28   The ordinary reasonable reader, of course, is capable of a certain amount of loose thinking. Such a person is certainly capable of reading between the lines. It is not a large step to infer that the person who brutally interrogated Mrs Bardy, who was in charge of both cases, also tortured her husband. I believe that the imputation is capable of arising in each publication. In reaching that conclusion, I am conscious of the fact that the article in The Age did not include the reference to the plaintiff being the person responsible for Mrs Bardy’s husband’s fate. Imputations 4(c) and 6(c) should go to the jury.


      Imputation (d)

29   Imputations 4(d) and 6(d) are in these terms:

          “(d) through authorising the arrest of Istvan Somogyi without good cause, either legal or moral, in Hungary in 1951, he ultimately caused his death.”

30   The imputations involve the same defect as Imputations (a) and (b). I believe, for the same reasons, that the use of the words “without good cause, either legal or moral” are confusing, and the imputations are bad in form.

31   The imputations involve other difficulties. They incorporate the word “caused”, described by the defendant as a “weasel word”. The uncertainty, according to the defendant, is compounded by the word which precedes it, namely, “ultimately caused”. The plaintiff responded by saying that the article itself was vague. It spoke in terms of the plaintiff being “responsible” for Mrs Bardy’s husband’s fate (in The Sydney Morning Herald) and holding her husband’s life in his hands.

32   It is clear that the imputation cannot go to the jury in its present form. The plaintiff should have liberty to re-plead. I believe it better not to comment upon the causation issue until the reformulation has been made.


      Imputations (f) and (g)

33   Imputations 4(f) and 6(f) and 4(g) and 6(g) are in these terms:

          “(f) he is morally responsible for the torture of Istvan Somogyi in Hungary in 1951.
          (g) he is morally responsible for the death of Istvan Somogyi in Hungary in 1951, 1952 or 1953.”

34   The defendant asserts that each imputation fails to specify the precise act or condition which is said to have been attributed to the plaintiff. The plaintiff responded by referring to the words of Gleeson CJ Drummoyne Municipal Council v Australian Broadcasting Corporation (supra), where the Chief Justice said this: (at 137)

          “The attribution to a person of an act or condition may be done with a high degree of particularity or it may take the form of the most generalised and non-specific abuse. It is a feature of certain forms of defamation that one can read or hear matter published concerning a person and be left with the powerful impression that the person is a scoundrel, but find it very difficult to discern exactly what it is that the person is said or suggested to have done wrong. The requirement upon a plaintiff cannot go beyond doing the best that can reasonably be done in the circumstances. If a defendant has posted in a public place a sign that simply says ‘X is disgusting’, the degree of specificity with which it is appropriate to require X to formulate the defamatory imputation will need to be related to the nature and content of the defamatory matter.”
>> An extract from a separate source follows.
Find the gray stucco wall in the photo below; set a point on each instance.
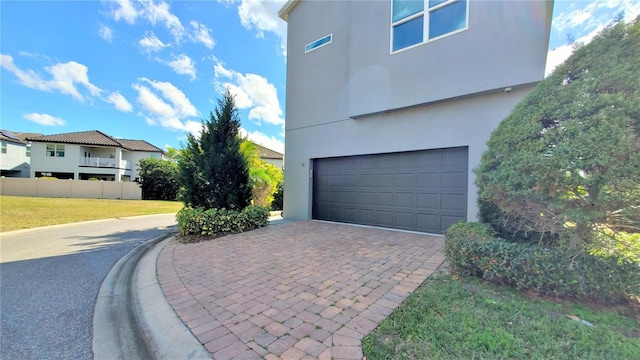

35   Here the impression is created that the plaintiff is the person morally responsible for the torture and death of Istvan Somogyi (whether he administered the blows personally or supervised others in doing so) (cf Singleton v French (supra) at 428). I believe in each case the article is capable of conveying to the reasonable reader such an impression. Imputations 4(f) and 6(f) and 4(g) and 6(g) should go to the jury.


      Orders

36   I therefore make the following orders:


      1. Imputations (c), (f) and (g) in paras 4 and 6 should go to the jury.

      2. Imputations (a), (b) and (d) in paras 4 and 6 should not go to the jury. The plaintiff has liberty to re-plead.

      3. The plaintiff should pay half the defendant’s costs.